Menurut Wagub, mendidik anak dengan nilai-nilai Al-Qur’an akan melahirkan generasi yang berakhlak mulia, cerdas, dan bertakwa. Anak saleh yang tumbuh dalam bimbingan Al-Qur’an, katanya, akan menjadi amal jariyah bagi orang tua yang pahalanya terus mengalir meski telah wafat.

“Anak yang dididik dengan Al-Qur’an adalah investasi terbaik dunia-akhirat. Mereka bukan hanya kebanggaan keluarga, tetapi juga pelindung dari perilaku yang tidak baik dan pedoman hidup yang lurus,” ujar Abdullah Sani.

Sebelum menyampaikan tausiah, Wagub mengajak seluruh hadirin membacakan Surah Al-Fatihah untuk mengenang para pendiri dan tokoh Jambi, termasuk ulama yang telah berjasa bagi daerah tersebut.

Dalam kesempatan itu, ia juga mengingatkan pentingnya memuliakan ahlul Qur’an—para penghafal, pembaca, dan pengamal Al-Qur’an. Menurutnya, memuliakan mereka merupakan bagian dari mengagungkan Allah SWT.

“Mereka adalah keluarga Allah di bumi. Hormati, utamakan, dan teladani akhlaknya. Jangan sampai kita menyakiti mereka,” tegasnya.

Abdullah Sani menambahkan, ahlul Qur’an akan diangkat derajatnya oleh Allah, diberikan syafaat di hari kiamat, serta ditempatkan bersama malaikat yang mulia. Keberadaan mereka, lanjutnya, membawa keberkahan bagi lingkungan sekitar.

Terkait wisuda tahfidz yang digelar, Wagub menyebutnya sebagai salah satu nikmat terbesar bagi para wali santri dan pondok pesantren. Ia menyampaikan pesan khusus kepada para santri yang diwisuda agar tidak berhenti pada hafalan semata.

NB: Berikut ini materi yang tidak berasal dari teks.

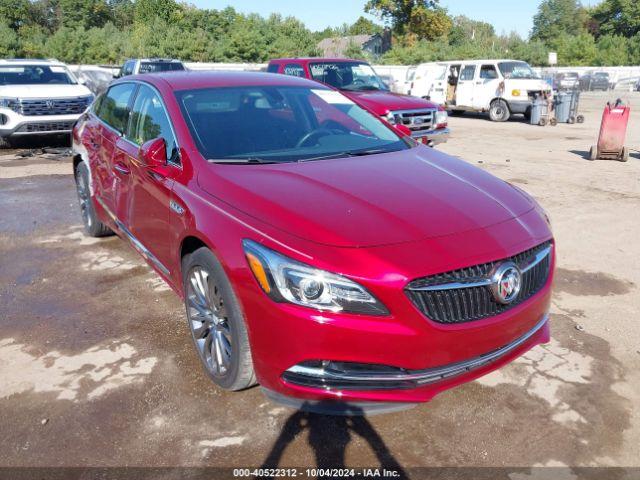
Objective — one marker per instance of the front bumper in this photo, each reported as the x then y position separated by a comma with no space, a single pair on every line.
433,137
430,356
322,377
14,124
519,106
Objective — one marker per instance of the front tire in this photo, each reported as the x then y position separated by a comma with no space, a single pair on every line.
92,224
216,321
499,111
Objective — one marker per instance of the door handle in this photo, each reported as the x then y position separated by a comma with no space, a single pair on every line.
121,168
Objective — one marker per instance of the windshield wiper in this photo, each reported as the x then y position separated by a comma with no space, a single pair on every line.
354,153
241,161
361,87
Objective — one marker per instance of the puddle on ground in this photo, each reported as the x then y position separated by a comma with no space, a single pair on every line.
83,376
581,283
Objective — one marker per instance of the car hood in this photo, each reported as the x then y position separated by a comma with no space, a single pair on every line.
382,103
44,91
367,201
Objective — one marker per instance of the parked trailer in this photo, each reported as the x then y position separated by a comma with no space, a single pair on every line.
613,131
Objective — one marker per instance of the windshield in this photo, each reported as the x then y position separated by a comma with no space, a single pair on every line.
35,75
282,124
516,70
347,75
152,67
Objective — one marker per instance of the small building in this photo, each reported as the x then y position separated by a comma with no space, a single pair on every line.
374,45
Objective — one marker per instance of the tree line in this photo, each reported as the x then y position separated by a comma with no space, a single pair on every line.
108,31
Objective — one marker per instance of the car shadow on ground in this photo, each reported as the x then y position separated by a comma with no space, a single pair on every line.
329,436
44,141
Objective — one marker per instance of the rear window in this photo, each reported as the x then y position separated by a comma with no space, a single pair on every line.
152,67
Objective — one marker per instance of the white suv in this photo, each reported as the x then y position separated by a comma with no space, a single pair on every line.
39,97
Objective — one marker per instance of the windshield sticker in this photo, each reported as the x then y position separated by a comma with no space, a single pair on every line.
332,97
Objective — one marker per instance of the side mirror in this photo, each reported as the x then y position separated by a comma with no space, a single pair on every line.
403,129
153,153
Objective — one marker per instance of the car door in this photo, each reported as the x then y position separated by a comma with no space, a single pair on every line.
113,116
486,86
149,199
464,92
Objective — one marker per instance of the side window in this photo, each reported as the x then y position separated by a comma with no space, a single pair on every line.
488,72
114,108
127,69
95,108
468,72
149,121
294,69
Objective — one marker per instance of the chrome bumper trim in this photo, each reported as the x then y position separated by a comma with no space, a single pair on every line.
410,379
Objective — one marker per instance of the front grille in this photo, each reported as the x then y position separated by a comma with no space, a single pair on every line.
418,121
55,106
466,296
45,127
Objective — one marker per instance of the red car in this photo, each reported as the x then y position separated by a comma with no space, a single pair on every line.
358,81
318,251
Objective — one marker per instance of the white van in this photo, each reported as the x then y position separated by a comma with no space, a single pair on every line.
500,87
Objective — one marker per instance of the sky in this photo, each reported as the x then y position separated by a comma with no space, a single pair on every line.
504,15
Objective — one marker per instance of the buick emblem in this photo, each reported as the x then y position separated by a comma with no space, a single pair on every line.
507,280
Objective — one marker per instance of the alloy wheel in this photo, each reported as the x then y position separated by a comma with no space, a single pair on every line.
209,322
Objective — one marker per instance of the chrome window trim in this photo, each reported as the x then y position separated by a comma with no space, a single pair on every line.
166,112
102,121
540,256
123,136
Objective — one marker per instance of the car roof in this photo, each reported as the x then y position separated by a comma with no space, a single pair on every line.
316,59
186,80
29,61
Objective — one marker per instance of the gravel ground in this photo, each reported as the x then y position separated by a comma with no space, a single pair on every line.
97,367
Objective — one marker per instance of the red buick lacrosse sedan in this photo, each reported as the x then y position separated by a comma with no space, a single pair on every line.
319,252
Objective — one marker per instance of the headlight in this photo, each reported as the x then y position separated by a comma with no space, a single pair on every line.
286,280
7,102
442,117
391,118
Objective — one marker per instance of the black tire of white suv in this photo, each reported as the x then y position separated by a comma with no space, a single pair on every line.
499,111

“Menghafal Al-Qur’an adalah awal, bukan akhir. Menjaga hafalan jauh lebih berat. Jadilah ahlul Qur’an yang berakhlak. Jangan bangga pada hafalan, tapi takutlah jika Al-Qur’an tidak tercermin dalam perilaku sehari-hari,” pesannya.

Kepada para orang tua, ia berpesan agar tidak ragu menginvestasikan harta untuk pendidikan agama anak-anak. Menurutnya, sedekah dan biaya pendidikan agama tidak akan mengurangi rezeki, melainkan justru melipatgandakannya.

Selain itu, Wagub juga mengingatkan pentingnya menjaga hubungan baik antar sesama (hablum minannas) yang harus seimbang dengan hubungan kepada Allah (hablum minallah). Ia mengajak masyarakat untuk menjaga silaturahmi, bersikap jujur, tidak menyakiti tetangga, serta menjaga lisan dan perilaku di dunia maya.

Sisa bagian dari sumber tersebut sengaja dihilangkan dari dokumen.